4. 株価下落の最大の理由は「保守的すぎる通期予想」?

業績自体は絶好調にもかかわらず、株価が下落した最大の理由として、泉田氏は「会社側が発表した通期の業績予想」だと見ています。

任天堂が発表した通期の営業利益予想は3700億円、経常利益予想は4600億円です。

しかし、第3四半期(9ヶ月間)の時点ですでに営業利益は約3000億円、経常利益は4558億円を稼ぎ出しています。

泉田氏は「第4四半期に赤字が出ない限り、この数字は絶対に上振れするはずなのに、上方修正をしていない」と指摘します。

投資家からすれば、「もしかして第4四半期に何か大きな損失が出るのではないか?」と疑心暗鬼になったり、「当然上方修正されると思っていたのに期待外れだ」と失望したりするため、結果として株価が売られる要因になったと分析しています。

泉田氏は、業績修正には関係各所への説明や資料作成などのコストがかかるため、任天堂があえて「保守的」な姿勢を貫き、修正を見送ったのではないかと推測しています。

任天堂の決算資料を解説する泉田氏1/3

任天堂の決算資料を解説する泉田氏

出所:各種データをもとにイズミダイズム作成

5. 今後の株価のカギを握る「サードパーティ」の動向

最後に泉田氏は、今後の任天堂の株価や業績を左右する重要なポイントについて語りました。

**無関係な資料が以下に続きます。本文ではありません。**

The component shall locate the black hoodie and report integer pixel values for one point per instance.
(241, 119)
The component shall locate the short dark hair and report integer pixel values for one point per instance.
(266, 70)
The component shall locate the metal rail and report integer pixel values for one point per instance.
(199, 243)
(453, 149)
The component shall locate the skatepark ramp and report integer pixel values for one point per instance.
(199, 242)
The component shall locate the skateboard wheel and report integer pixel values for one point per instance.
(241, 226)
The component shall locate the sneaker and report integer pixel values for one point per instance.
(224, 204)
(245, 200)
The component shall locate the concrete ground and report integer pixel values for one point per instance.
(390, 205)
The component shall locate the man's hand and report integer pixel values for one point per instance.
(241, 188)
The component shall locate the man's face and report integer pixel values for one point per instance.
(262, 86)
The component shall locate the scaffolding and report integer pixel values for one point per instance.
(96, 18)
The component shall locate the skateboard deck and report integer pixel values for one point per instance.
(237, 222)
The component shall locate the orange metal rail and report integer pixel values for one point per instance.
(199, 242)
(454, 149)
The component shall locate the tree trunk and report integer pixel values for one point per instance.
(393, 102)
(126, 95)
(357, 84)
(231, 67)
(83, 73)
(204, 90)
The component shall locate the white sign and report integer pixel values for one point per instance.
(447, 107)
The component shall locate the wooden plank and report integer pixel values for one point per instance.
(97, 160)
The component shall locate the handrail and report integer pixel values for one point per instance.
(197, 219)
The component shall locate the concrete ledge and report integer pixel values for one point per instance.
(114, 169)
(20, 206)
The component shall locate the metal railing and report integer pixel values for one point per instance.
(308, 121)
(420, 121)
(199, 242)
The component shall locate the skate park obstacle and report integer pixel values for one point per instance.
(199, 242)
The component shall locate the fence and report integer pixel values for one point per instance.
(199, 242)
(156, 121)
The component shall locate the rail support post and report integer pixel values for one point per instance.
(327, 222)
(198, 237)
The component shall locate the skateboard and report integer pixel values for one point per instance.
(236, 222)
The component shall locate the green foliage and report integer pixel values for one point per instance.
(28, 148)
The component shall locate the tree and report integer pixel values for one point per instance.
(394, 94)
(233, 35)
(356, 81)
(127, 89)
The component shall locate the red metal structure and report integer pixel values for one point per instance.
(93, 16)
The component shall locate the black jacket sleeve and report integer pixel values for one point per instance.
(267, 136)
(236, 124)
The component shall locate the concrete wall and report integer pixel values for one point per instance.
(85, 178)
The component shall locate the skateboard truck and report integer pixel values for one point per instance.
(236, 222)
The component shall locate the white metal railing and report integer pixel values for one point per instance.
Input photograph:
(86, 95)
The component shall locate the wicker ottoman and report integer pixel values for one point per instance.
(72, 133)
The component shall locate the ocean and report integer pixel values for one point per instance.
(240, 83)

それは、任天堂以外のソフトウェアメーカー(サードパーティ)が、いかに「Nintendo Switch 2」に参画し、魅力的なソフトを出せるかという点です。

泉田氏は過去の「Wii」の事例を引き合いに出し、「Wiiリモコンのような新しいUI(ユーザーインターフェース)が登場した際、任天堂自身はそれを活かした面白い自社ソフトを作れたが、他のメーカーはどう対応していいか戸惑ってしまった」と解説。

その結果、サードパーティのソフトが充実せず、株価にもネガティブな影響を与えた過去があったと振り返ります。

Nintendo Switch 2においても、任天堂の自社ソフトが売れることはもちろんですが、他のメーカーが新しいハードの特性を活かしてエコシステム(独自の経済圏)全体を盛り上げられるかどうかが、中長期的な成長と株価上昇のカギになると結論づけています。